Abstract

Preceding experiments and analyses revealed that bending of tubes whose material exhibits Lüders banding leads to the progressive nucleation of inclined bands of higher strain organized into periodic diamond clusters. The diamonds cover both the tensioned and compressed sides of the tube with the affected length developing a higher curvature than the unaffected section. Between the diamond patterns are elastic zones required for each periodic domain to conform to the curvature of the tube (Hallai and Kyriakides, 2011a,b). The present work examines how this inhomogeneously deformed structure behaves on unloading, reverse bending, and curvature symmetric cycling.

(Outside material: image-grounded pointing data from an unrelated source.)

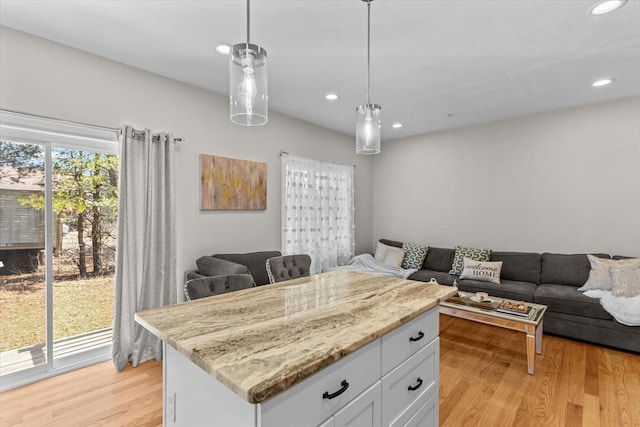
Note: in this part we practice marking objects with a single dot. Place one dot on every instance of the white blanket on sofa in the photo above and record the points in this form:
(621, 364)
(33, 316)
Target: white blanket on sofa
(366, 263)
(625, 310)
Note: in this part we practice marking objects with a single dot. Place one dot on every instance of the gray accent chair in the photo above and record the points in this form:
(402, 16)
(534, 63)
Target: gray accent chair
(287, 267)
(216, 285)
(252, 263)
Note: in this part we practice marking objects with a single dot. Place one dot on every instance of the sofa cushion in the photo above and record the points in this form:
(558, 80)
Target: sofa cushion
(465, 251)
(256, 263)
(560, 269)
(440, 276)
(210, 266)
(481, 271)
(519, 266)
(567, 299)
(519, 291)
(413, 255)
(439, 259)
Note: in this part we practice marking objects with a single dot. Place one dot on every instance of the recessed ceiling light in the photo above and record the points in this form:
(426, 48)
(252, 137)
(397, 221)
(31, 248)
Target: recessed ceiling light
(223, 49)
(602, 82)
(607, 6)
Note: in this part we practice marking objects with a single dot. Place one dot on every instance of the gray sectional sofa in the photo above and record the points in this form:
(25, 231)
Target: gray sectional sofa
(547, 278)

The inelastic behavior of the material is modeled through a combined isotropic/kinematic hardening constitutive model. The model incorporates partial softening over the extent of the Lüders strain and uses nonlinear kinematic hardening for reverse loading. A tube of virgin material is bent until the whole length is Lüders deformed and is in uniform curvature. The curvature remains uniform during unloading with the strain in the diamonds gradually being erased, but simultaneously a secondary set of local higher strain patterns emerge in the hitherto elastic zones between the original diamonds. During reverse bending to the symmetric negative curvature, the secondary patterns continue to grow in intensity. The tube is unloaded again and bent back to positive curvature completing the cycle. In the course of the second half cycle, localized strain patterns evolve in the reverse order to that of the first half cycle. The secondary patterns are gradually erased, and the diamond patterns reappear now concurrently reaching the same intensity as that acquired progressively during the bending of the virgin material. The same appearance, erasure, and reappearance of localized deformation take place in subsequent cycles. Once past the initial bending, the structure bends uniformly.